Wie siehst Du dies für die Zukunft? Werden wir da noch weitere Fusionen befürchten, oder eingehen müssen, und falls ja, mit wem ggf.?
Meine persönliche Ansicht/Meinung ist die, dass es in ca. 10 Jahren vielleicht noch 10-15 Mannschaften im gesamten Kreis Buchen geben wird – bereits in den 80er Jahren hat man im Jugendbereich kooperiert und wenn man die derzeitigen Vereinskooperationen sieht, dass z.B. fünf, oder auch mehr Mannschaften zu einem Verein kooperieren, wie auch, dass in den Sportkreisen von Sinsheim über Mosbach, Buchen und Tauberbischofsheim nur noch eine A-Jugendklasse existiert. Dann sieht das alles relativ bedenklich aus.
Vielleicht gibt es keine A- und B-Klasse, bzw. Kreisliga mehr, sondern möglicherweise nur noch eine Klasse im ganzen Kreis.

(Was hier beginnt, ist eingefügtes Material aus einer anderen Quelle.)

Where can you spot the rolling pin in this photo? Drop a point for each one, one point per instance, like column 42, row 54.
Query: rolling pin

In dieser Gesamtsituation hat m.E. hier der VfB stets die richtige Entscheidung getroffen und rechtzeitig mit den entsprechenden und Vereinen kooperiert und fortan zusammengearbeitet.
Mein letztliches Ziel ist es, dass wir einer dieser letzten 10-15 Vereine sind, die dann noch aktiv und präsent sind. Ich habe vor der Zukunft keine besonderen Bedenken, eher im Fußball allgemein.
Soweit zu meinen vorrangigsten Fragen.
Nun, Du erinnerst Dich ganz gewiss – früher hatten wir in unserer monatlich erschienen, von Dir ins Leben gerufenen, Vereinszeitschrift „VfB-LIVE“ zum näheren Kennenlernen von Spielern und Verantwortlichen eine Doppelseite mit dem Titel “PORTRAIT“ und dazu die nachfolgenden Fragen, wie man sie auch aus dem Sportteil in der Zeitung kennt, die ich Dich bitten möchte, mir zu beantworten:
- Welches ist dein Lieblingsverein? – FC Schalke
- Zu welcher Musikrichtung tendierst Du? – Rock & Pop
- Wenn Du nur ein Land wegen seines Essens besuchen dürftest, dann wäre dies? – Italien
- Wo wärst Du jetzt am liebsten? – da wo ich jetzt bin
- Wen würdest Du heute Abend gerne kennenlernen? – Uli Hoeneß
- Wem möchtest Du auf keinen Fall in der Sauna begegnen? – bin kein Saunagänger
- Wie bringt man dich aus der Fassung?
Schwer, weil ich in der Regel dann vorab nach einer Lösung suche –
scherzhaft: dann, wenn Schalke deutscher Meister wird
- Welche Gabe möchtest Du besitzen? – in die Zukunft zu blicken
- Womit, oder wie entspannst DU dich? – Ganz einfach, Golf spielen, das ich auch am liebsten mache
- Welchen Sport würdest Du nie ausüben? – Rennen in jeglicher Art und Form
- Was ist für dich die wichtigste Erfindung? – Smartphone
So, wir haben es fast geschafft. Ganz zum Schluss noch bitte: Entweder – oder!?
Kaffee x Tee □
Hund x Katze □
Meer x Berge x
Winter □ Sommer □
Ich erfreue mich an allen vier Jahreszeiten, jede hat ihren besonderen Reiz.
Buch □ TV x
Süß x Sauer □
Fahrrad □ Auto x
Lieber Jürgen,
ich danke Dir recht herzlich dafür, dass Du dir die Zeit für meine Fragen genommen hast, wie auch für deine umfänglichen, ehrlichen Antworten.
Es hat sehr viel Spaß gemacht – ich wünsche Dir für die Zukunft weiterhin alles Gute.